Con un tono más visceral y con guitarras presentes, esta canción es justo una catarsis rockera vestida de espuelas y sombreros que transforma el dolor en un himno para cantar a grito pelado en un bar de carretera, un karaoke o hasta en tu casa cuando estás solo y el dolor parece no irse.

Si este track pudiera oler a algo, olería a botas gastadas, madera y whisky, tiene esa vibra clásica de los locales nocturnos al sur de Estados Unidos donde la gente va a ahogar las penas, pero no llorando en un rincón, más bien, haciendo su dolor colectivo con desconocidos y unas cuantas copas. Zak logra este concepto de manera tan natural que hasta hace que el desamor se sienta enérgico, rústico y sumamente vivo.

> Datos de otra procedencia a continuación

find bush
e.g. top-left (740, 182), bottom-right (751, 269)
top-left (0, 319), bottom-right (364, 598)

En el fondo, la estrcutura y el alma de la canción respetan los códigos del country clásico y esa narrativa excluye las pretenciones y deja solo el realismo puro, lo que aleja a Zak Smith del country comercial y pulido es la producción. Aquí vemos un ruido sucio, orgánico y un poco áspero en los bordes. No hay autotune ni arreglos plásticos, se escucha el roce de los dedos en las cuerdas y la imperfección antural de una banda real dándolo todo. Tambien, los amplificadpres se encienden y las guitarras toman el control demostrando, una vez más, lo que es el country.

En conclusión, con las voces desagrradas y el estribillo perfectamente construido, esta canción es un trago fuerte de música honesta, logra el equilibrio perfecto entre la nostalgia melancólica del country y la fuerza liberadora del rock sureño. Es una pista enérgica para disfrutar cuando estás triste o cuando solo necesitas pensar.